This Father’s Day I have been thinking about my own father. He died at a young age when I was 19 and I have missed him all my life since. It is sad that he never knew my husband and children – even more sad that they never knew him. Everyone who did know him remembers him as a special person with many talents and a great sense of humor.
I am thinking about him particularly because the world is so different for fathers these days than they were in his time. We expect more of men in their role as fathers than in years past. Dads are expected to participate more fully in the physical care of their children, changing diapers and feeding infants, supervising routines as children get older, taking them to school and coming to know their friends. This kind of caregiving is what nurturing is all about and is the basis of close bonds between children and their fathers.
Of course, playtime with dad is a major source of pleasure for children. Father as play partner is a consistent finding in research on the role of fathers in child development. Fathers like to “stir children up” (to use many mothers’ description) as a way of interacting with them. They tend to make less use of toys in their play but rather use their own bodies – as well as their children’s – in rough and tumble play, much to children’s delight and at times, mom’s consternation.
Fathers’ play seems to rely less on traditional games and more on activity and exploration. Studies suggest that fathers tend to encourage their children, both sons and daughters, to explore the world around them in a freer way than do mothers. You can see this if you watch parents and children in the playground. Fathers often seem less apprehensive about children climbing higher, swinging faster, attempting to use new equipment, and will encourage them to attempt things they may not yet have mastered. Along with this they may be more comfortable with children moving out away from them in new situations. Many strong, successful women have been known to credit their fathers for their achievements. Of course, these are just observed patterns of behavior from which there are always exceptions.
Participating in the rearing of children as many fathers do today is as rewarding an experience for men as it is for their children. Many fathers say they wish they had had such a relationship with their own fathers, and that they want to provide for their children what they did not have themselves. At the same time, a man’s actual relationship with his own father, whatever it is or was, plays a big role in his own fathering, just as a woman’s relationship with her own mother does in her mothering.
In my experience, both fathers and mothers express a feeling of wanting to be different kinds of parents than their own were. But the opposite is also true, and a tendency to idealize one’s mother or father can also have a big impact on one’s parenting. Trying to be like, or unlike, our parents can interfere with our ability to come to know our own children, who are not replicas of us, just as our present family is not a replica of the one in which we grew up.
These days this may be a particular challenge for parents who face a different world than their parents did, with changed expectations for both men and women. In particular, men as fathers are being asked to develop a whole new aspect of their personalities, to become more empathic and to focus more on relationships with wives and children. Yet, even as more men than ever have become primary caretakers of their children, their own natural style has not always been appreciated and they have too often encountered the expectation that they be more like mothers in the way they nurture.

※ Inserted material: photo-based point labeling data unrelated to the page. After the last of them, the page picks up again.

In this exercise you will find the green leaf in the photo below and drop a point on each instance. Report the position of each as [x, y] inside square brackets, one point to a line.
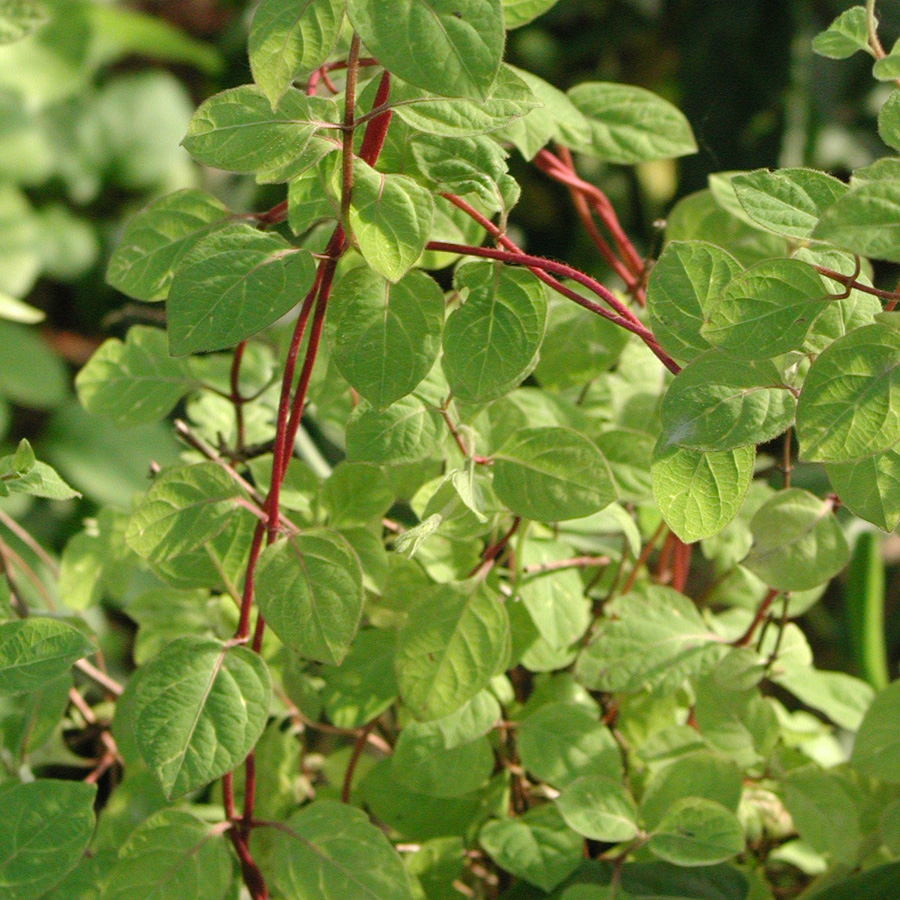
[697, 492]
[557, 119]
[452, 644]
[491, 342]
[234, 283]
[561, 741]
[517, 13]
[423, 763]
[698, 774]
[309, 589]
[331, 849]
[888, 69]
[390, 218]
[385, 337]
[719, 403]
[36, 650]
[697, 832]
[44, 830]
[889, 119]
[509, 99]
[873, 884]
[844, 36]
[797, 542]
[788, 201]
[407, 36]
[554, 600]
[700, 217]
[199, 709]
[133, 382]
[185, 507]
[170, 856]
[407, 431]
[876, 750]
[476, 718]
[537, 846]
[870, 487]
[238, 130]
[681, 291]
[40, 480]
[578, 345]
[841, 697]
[850, 404]
[599, 808]
[158, 238]
[18, 19]
[290, 39]
[655, 639]
[631, 125]
[824, 813]
[356, 493]
[865, 221]
[462, 165]
[364, 685]
[552, 474]
[767, 310]
[20, 261]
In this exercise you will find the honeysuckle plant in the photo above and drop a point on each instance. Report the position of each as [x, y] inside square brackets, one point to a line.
[478, 574]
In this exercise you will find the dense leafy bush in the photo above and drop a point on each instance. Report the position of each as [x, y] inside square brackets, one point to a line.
[473, 575]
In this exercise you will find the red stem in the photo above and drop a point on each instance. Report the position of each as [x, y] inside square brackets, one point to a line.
[286, 428]
[376, 130]
[279, 464]
[252, 876]
[625, 318]
[681, 563]
[562, 169]
[236, 398]
[312, 350]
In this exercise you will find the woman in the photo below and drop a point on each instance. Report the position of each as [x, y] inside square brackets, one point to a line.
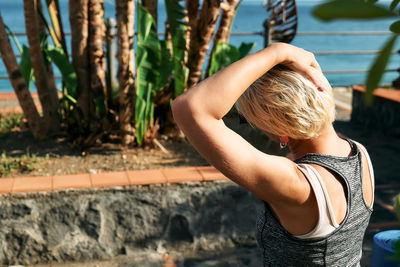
[318, 203]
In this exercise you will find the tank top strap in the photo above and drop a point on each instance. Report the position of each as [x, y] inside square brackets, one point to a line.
[326, 220]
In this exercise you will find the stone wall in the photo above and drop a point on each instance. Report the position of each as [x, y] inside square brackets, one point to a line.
[90, 225]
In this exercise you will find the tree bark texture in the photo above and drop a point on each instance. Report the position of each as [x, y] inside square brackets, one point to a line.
[79, 21]
[97, 55]
[193, 14]
[151, 6]
[126, 68]
[18, 83]
[224, 28]
[54, 10]
[48, 65]
[48, 100]
[201, 38]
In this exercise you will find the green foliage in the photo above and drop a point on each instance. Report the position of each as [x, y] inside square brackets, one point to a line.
[26, 66]
[378, 68]
[394, 4]
[226, 54]
[68, 73]
[397, 206]
[10, 122]
[154, 66]
[25, 163]
[178, 29]
[25, 63]
[395, 27]
[350, 9]
[364, 9]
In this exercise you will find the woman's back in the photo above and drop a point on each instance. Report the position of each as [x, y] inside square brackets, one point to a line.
[343, 246]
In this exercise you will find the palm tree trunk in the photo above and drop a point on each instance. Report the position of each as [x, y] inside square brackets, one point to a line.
[47, 98]
[97, 57]
[224, 29]
[151, 6]
[126, 68]
[193, 12]
[201, 38]
[79, 21]
[55, 16]
[18, 83]
[49, 67]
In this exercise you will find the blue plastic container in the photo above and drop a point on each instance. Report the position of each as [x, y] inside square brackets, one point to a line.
[383, 249]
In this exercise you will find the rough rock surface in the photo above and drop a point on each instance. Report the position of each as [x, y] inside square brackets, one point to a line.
[90, 225]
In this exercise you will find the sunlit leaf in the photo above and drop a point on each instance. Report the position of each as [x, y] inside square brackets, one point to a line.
[378, 68]
[350, 9]
[394, 4]
[397, 206]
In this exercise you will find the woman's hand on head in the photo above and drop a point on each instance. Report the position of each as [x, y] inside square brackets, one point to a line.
[298, 60]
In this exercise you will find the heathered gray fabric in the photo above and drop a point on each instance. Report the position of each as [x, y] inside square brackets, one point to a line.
[343, 247]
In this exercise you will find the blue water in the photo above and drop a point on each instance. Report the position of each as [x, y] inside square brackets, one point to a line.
[250, 17]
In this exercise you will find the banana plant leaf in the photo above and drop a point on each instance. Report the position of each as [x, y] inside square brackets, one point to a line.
[178, 27]
[351, 9]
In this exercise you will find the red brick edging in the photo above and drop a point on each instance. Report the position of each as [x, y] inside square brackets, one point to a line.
[109, 179]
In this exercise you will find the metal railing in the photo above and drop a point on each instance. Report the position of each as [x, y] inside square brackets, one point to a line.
[310, 33]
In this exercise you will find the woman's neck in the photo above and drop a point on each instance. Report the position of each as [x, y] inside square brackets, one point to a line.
[327, 142]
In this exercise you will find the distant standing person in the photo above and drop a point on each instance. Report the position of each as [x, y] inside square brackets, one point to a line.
[318, 202]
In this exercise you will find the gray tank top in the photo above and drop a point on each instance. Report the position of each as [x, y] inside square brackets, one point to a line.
[342, 247]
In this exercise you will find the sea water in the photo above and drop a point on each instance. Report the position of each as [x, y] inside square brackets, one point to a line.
[250, 17]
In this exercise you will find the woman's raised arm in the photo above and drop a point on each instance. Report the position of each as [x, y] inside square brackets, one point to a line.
[199, 114]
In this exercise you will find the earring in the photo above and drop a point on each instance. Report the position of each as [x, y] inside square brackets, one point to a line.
[283, 141]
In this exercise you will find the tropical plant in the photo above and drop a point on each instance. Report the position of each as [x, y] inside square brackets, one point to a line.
[365, 9]
[154, 66]
[126, 69]
[47, 96]
[226, 54]
[20, 87]
[148, 81]
[201, 32]
[224, 28]
[151, 6]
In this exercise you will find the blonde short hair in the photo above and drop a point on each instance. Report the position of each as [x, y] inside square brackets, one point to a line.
[283, 102]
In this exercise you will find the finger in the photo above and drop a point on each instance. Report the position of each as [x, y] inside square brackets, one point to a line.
[311, 74]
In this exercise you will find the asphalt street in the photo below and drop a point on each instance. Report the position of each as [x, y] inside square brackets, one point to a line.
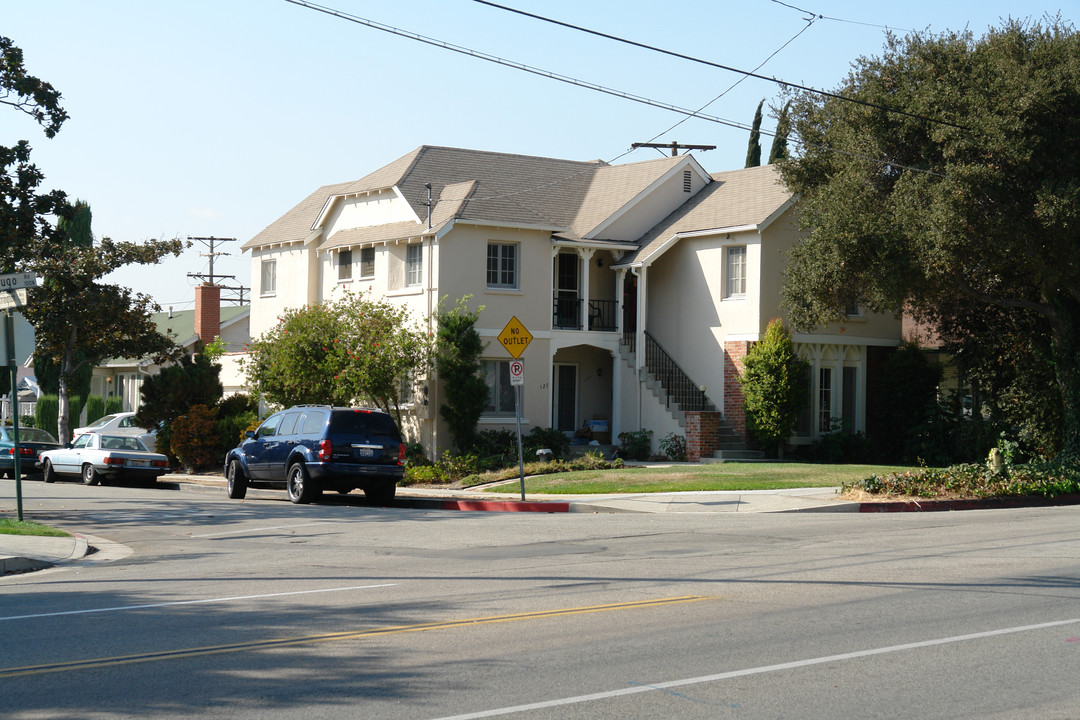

The profound change in the role of men as husbands and fathers has been unsettling for many. Both economic and social changes have reduced their roles as primary breadwinners and as the dominant members of the family, no longer the sun (or son) around which the earth revolves. Men are still learning to be new kinds of fathers and, like mothers, to assume multiple roles.
Working with parents, I have been struck by the attention they need to pay to their relationship with each other – a major challenge while meeting the needs of young children. Some years ago, a father told me that when he watched his son finish nursing, his expression looked to the dad as though he was ready for a cigarette. Of course in today’s world of no smoking there may not be the same association between sex and smoking. The point, though, is that mom’s attachment to her children can sometimes make dad feel excluded.
As I think of my own father, I hope that this Father’s Day will bring a new appreciation of fathers and their meaning in their children’s lives.